A recent study conducted by Utica College, and funded by the U.S. Justice Department, found that about 92,000 of 570,000 registered sex offenders, or one in six, in the U.S. are assuming fake identities, changing their names, birth dates, and even Social Security numbers.
According to early data from the study, these people are using the same techniques used by identity thieves to avoid the requirements of the sex offender registry.
Utica College’s Center for Identity Management and Information Protection, which conducted the study, found that offenders with new identities were able to “apply for jobs, tap social benefits, hide their past from neighbors and possibly prey on more victims.”
Don Rebovich, the Utica criminal justice professor who headed the study, told reporters, “We have to dig deeper to find out why this is happening.” He said that the offenders “hide in plain sight” from the national sex offender registry and the authorities in charge of tracking them.

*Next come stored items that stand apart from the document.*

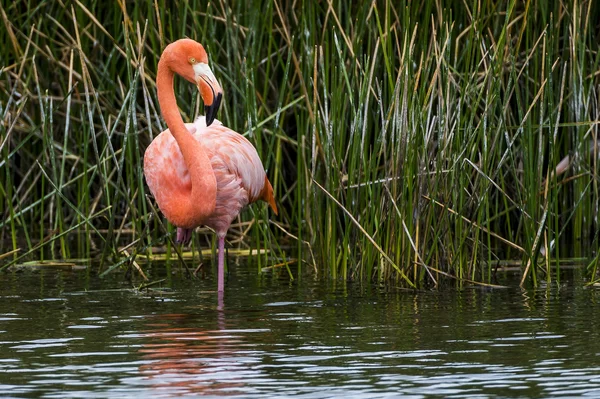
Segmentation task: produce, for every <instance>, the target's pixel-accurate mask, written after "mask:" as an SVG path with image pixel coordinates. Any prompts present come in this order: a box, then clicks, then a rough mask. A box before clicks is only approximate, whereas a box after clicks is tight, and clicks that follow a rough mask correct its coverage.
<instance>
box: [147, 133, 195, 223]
mask: <svg viewBox="0 0 600 399" xmlns="http://www.w3.org/2000/svg"><path fill="white" fill-rule="evenodd" d="M186 127H187V128H188V130H189V131H190V133H194V132H195V131H196V128H195V126H194V125H193V124H186ZM144 176H145V177H146V182H147V183H148V187H149V188H150V192H151V193H152V195H154V198H155V199H156V202H157V204H158V206H159V208H160V210H161V211H162V212H163V213H164V214H165V216H166V217H167V219H169V220H171V219H170V217H171V216H172V213H173V210H174V209H175V208H176V207H177V206H178V205H179V204H180V203H181V201H180V199H181V198H184V197H188V196H189V195H190V193H191V191H192V184H191V180H190V173H189V171H188V168H187V166H186V164H185V162H184V160H183V154H182V153H181V150H180V149H179V146H178V145H177V142H176V141H175V138H174V137H173V135H172V134H171V132H170V131H169V130H168V129H167V130H165V131H164V132H162V133H161V134H159V135H158V136H156V138H155V139H154V140H153V141H152V143H150V145H149V146H148V148H147V149H146V152H145V153H144Z"/></svg>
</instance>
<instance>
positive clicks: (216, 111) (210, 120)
mask: <svg viewBox="0 0 600 399" xmlns="http://www.w3.org/2000/svg"><path fill="white" fill-rule="evenodd" d="M222 98H223V95H222V94H221V93H219V94H217V96H216V97H215V99H214V101H213V103H212V104H211V105H206V106H205V107H204V111H205V112H206V126H210V125H211V124H212V123H213V122H214V120H215V117H216V116H217V112H218V111H219V107H220V106H221V99H222Z"/></svg>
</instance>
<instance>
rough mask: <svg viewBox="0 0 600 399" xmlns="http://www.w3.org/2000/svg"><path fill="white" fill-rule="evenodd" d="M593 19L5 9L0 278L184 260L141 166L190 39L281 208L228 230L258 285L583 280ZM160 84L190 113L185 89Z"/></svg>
mask: <svg viewBox="0 0 600 399" xmlns="http://www.w3.org/2000/svg"><path fill="white" fill-rule="evenodd" d="M599 8H600V7H598V6H597V5H596V4H594V2H593V1H575V0H571V1H564V2H546V1H541V0H539V1H525V2H522V1H514V0H513V1H508V2H507V1H491V0H479V1H445V2H442V1H439V0H436V1H434V0H423V1H419V2H409V3H408V4H404V3H402V2H391V1H378V2H366V1H365V2H347V1H334V0H324V1H320V2H316V1H305V2H281V1H278V0H276V1H266V2H264V1H247V2H226V1H217V2H210V3H209V2H205V1H195V0H191V1H189V2H165V1H160V0H155V1H145V2H144V1H137V2H132V3H129V2H123V1H116V2H83V1H80V0H75V1H62V0H48V1H41V2H39V3H36V4H35V5H33V4H32V3H29V2H25V1H17V2H7V1H3V2H2V6H1V8H0V17H1V19H2V21H1V25H2V29H0V40H1V41H2V43H3V50H2V52H1V53H0V57H1V61H0V117H1V121H2V122H1V125H0V183H1V185H0V212H1V215H2V217H1V220H0V238H1V241H0V254H5V255H6V256H4V255H1V256H2V257H0V259H1V262H2V265H3V266H2V267H6V266H9V265H11V264H14V263H16V262H19V261H23V260H25V259H29V258H31V257H37V258H39V259H46V258H51V259H61V258H62V259H66V258H69V257H74V256H87V257H92V256H93V257H96V258H98V259H99V260H100V265H101V266H100V269H101V271H102V272H107V271H110V270H113V269H115V268H119V267H121V266H123V267H124V266H127V265H131V264H132V262H133V261H134V260H135V258H136V256H138V255H140V254H144V255H146V256H148V257H151V256H152V254H153V253H154V252H156V251H157V248H158V247H163V246H164V247H165V248H166V249H165V251H166V252H165V256H167V257H168V258H171V259H178V256H181V254H180V253H179V249H178V248H175V247H173V246H172V244H171V240H170V238H169V237H170V235H171V234H172V233H173V228H172V227H171V226H167V224H166V223H164V222H163V221H161V215H160V214H158V213H157V212H156V211H155V210H154V209H153V205H152V204H153V202H152V199H151V198H149V197H148V191H147V189H146V187H145V185H144V184H145V183H144V179H143V174H142V156H143V151H144V149H145V147H146V146H147V145H148V143H149V142H150V141H151V139H152V138H153V137H154V136H156V135H157V134H158V133H159V132H160V131H162V130H163V129H164V128H165V127H164V125H163V122H162V120H161V117H160V111H159V107H158V104H157V101H156V90H155V85H154V77H155V72H156V64H157V61H158V58H159V55H160V53H161V50H162V48H164V46H165V45H166V44H167V43H169V42H170V41H172V40H175V39H177V38H180V37H184V36H188V37H191V38H194V39H196V40H198V41H200V42H201V43H203V44H204V45H205V47H206V48H207V50H208V52H209V54H210V59H211V63H212V65H213V68H214V70H215V74H216V75H217V76H218V78H219V79H220V80H221V84H222V85H223V87H224V88H225V92H226V96H225V103H224V106H223V107H222V110H221V112H220V115H219V119H220V120H222V121H223V122H224V123H225V124H226V125H228V126H230V127H231V128H233V129H235V130H237V131H238V132H240V133H243V134H245V135H246V136H247V137H248V138H249V139H250V140H251V141H252V142H253V143H254V144H255V146H256V147H257V149H258V151H259V153H260V154H261V157H262V160H263V163H264V165H265V167H266V168H267V170H268V174H269V177H270V180H271V182H272V183H273V186H274V188H275V192H276V194H277V197H278V202H279V209H280V214H279V216H278V217H274V216H273V215H272V214H271V213H270V212H269V211H267V210H266V208H265V206H264V205H258V206H254V207H252V208H251V209H250V210H248V211H247V212H245V213H244V214H243V215H242V217H241V218H240V220H239V222H238V223H236V225H235V226H233V227H232V229H231V231H230V234H229V236H228V241H229V243H230V246H233V247H236V248H240V249H253V250H255V252H256V253H259V255H255V257H254V259H255V261H256V265H257V267H258V270H259V271H261V270H270V269H275V268H277V269H283V268H279V267H275V266H278V265H286V264H287V263H286V262H287V258H288V257H287V256H286V254H287V253H295V254H297V258H298V259H299V260H300V261H301V262H300V268H301V269H302V268H304V267H308V268H309V269H313V268H314V270H316V271H317V273H318V274H320V275H323V276H330V277H332V278H333V279H340V278H341V279H359V280H372V279H374V280H376V281H379V282H388V281H390V282H397V283H398V284H402V285H405V286H407V287H424V286H437V285H439V284H440V283H441V282H450V283H456V284H458V285H461V284H463V283H465V282H480V283H485V284H487V283H492V282H494V281H495V273H497V271H498V270H497V266H494V265H500V263H501V261H504V260H506V259H515V260H518V261H519V262H520V265H521V267H520V270H521V272H522V275H523V277H522V278H523V280H522V284H531V285H538V284H540V283H541V282H542V281H551V280H552V279H558V278H559V276H560V273H559V272H560V267H561V266H560V265H561V262H560V259H561V258H564V257H570V256H576V257H584V258H586V259H588V260H589V263H588V266H587V269H586V270H587V271H588V272H589V273H590V281H592V282H593V281H595V280H596V279H597V278H598V276H597V265H598V255H597V251H595V249H594V248H597V247H598V203H599V202H598V200H599V198H598V174H597V173H598V166H597V159H598V157H597V148H598V147H596V146H593V145H592V146H590V144H589V143H590V141H591V140H595V139H597V133H598V123H599V120H600V118H599V106H598V100H599V96H598V87H599V86H598V84H599V83H600V67H599V62H600V54H599V52H598V43H599V42H600V26H598V21H600V9H599ZM175 89H176V93H177V99H178V103H179V106H180V109H181V111H182V113H183V117H184V119H185V120H191V119H192V118H193V117H194V116H195V115H198V114H199V113H200V112H201V110H202V104H201V102H200V101H199V99H198V96H197V93H196V92H195V91H194V88H193V87H190V85H189V84H187V83H186V82H182V81H181V80H179V81H176V87H175ZM590 148H592V150H591V151H590ZM567 155H568V156H570V158H569V160H570V161H569V162H568V166H569V167H568V169H567V170H566V172H561V173H558V172H557V173H555V172H554V167H555V166H556V165H558V164H559V162H560V161H561V159H563V157H565V156H567ZM151 215H154V216H153V217H152V216H151ZM74 233H78V234H74ZM127 244H130V245H129V248H127V250H123V247H124V246H125V245H127ZM194 247H195V255H194V256H195V259H196V261H197V259H198V257H200V259H202V256H204V257H206V256H208V254H206V252H204V255H202V254H203V252H202V251H200V252H198V249H206V248H210V249H212V253H213V254H214V250H215V243H214V239H213V238H212V235H211V234H210V232H208V231H201V232H200V234H198V235H197V237H196V238H195V244H194ZM260 249H269V251H262V252H261V251H258V250H260ZM267 254H269V255H268V256H267ZM286 268H287V267H286ZM301 269H300V270H301ZM287 270H288V271H289V269H287Z"/></svg>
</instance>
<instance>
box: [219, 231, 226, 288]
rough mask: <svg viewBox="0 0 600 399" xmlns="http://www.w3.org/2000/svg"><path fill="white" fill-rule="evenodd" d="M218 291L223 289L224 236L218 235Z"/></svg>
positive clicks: (224, 248) (224, 278) (224, 268)
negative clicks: (218, 267)
mask: <svg viewBox="0 0 600 399" xmlns="http://www.w3.org/2000/svg"><path fill="white" fill-rule="evenodd" d="M218 273H219V276H218V291H219V292H223V291H224V290H225V237H219V271H218Z"/></svg>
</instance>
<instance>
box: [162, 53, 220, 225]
mask: <svg viewBox="0 0 600 399" xmlns="http://www.w3.org/2000/svg"><path fill="white" fill-rule="evenodd" d="M168 63H169V61H165V59H164V57H161V59H160V61H159V62H158V72H157V76H156V87H157V91H158V102H159V104H160V109H161V112H162V115H163V118H164V119H165V122H166V124H167V127H168V128H169V130H170V131H171V134H172V135H173V137H174V138H175V141H177V144H178V145H179V149H180V150H181V153H182V154H183V160H184V162H185V164H186V166H187V168H188V170H189V172H190V180H191V182H192V191H191V193H190V195H189V196H188V197H187V198H182V199H181V202H180V212H178V214H179V215H178V218H177V220H175V221H172V222H174V224H176V225H177V226H178V227H184V228H193V227H197V226H199V225H201V224H203V223H204V221H205V220H206V218H207V217H208V216H210V215H211V214H212V213H213V212H214V210H215V205H216V199H217V181H216V179H215V174H214V172H213V169H212V166H211V163H210V159H209V158H208V155H207V154H206V151H205V150H204V147H203V146H202V145H201V144H200V143H199V142H198V141H196V139H194V137H193V136H192V134H191V133H190V132H189V131H188V130H187V128H186V127H185V124H184V123H183V119H182V118H181V114H180V113H179V109H178V108H177V101H176V100H175V92H174V91H173V77H174V73H173V70H172V69H171V68H170V67H169V65H168Z"/></svg>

A case in point is that of Frank Kuni, a Tier 2 sex offender who successfully changed his name and was hired to work for the U.S. Census, going door to door in New Jersey. One mother who answered the door recognized him from an online registry and blew the whistle, which landed him in jail for three years.
According to the researchers, the offenders still, by and large, check in with their parole officers. They simply use the altered identities for everything else they do. Rebovich said that in Louisiana, Nevada, and Tennessee, over 25 percent of registered sex offenders have altered their identities. The high is 64.5 percent in Louisiana; the low is 7.1 percent in Wisconsin.
The full study is due to be released in the fall of 2012.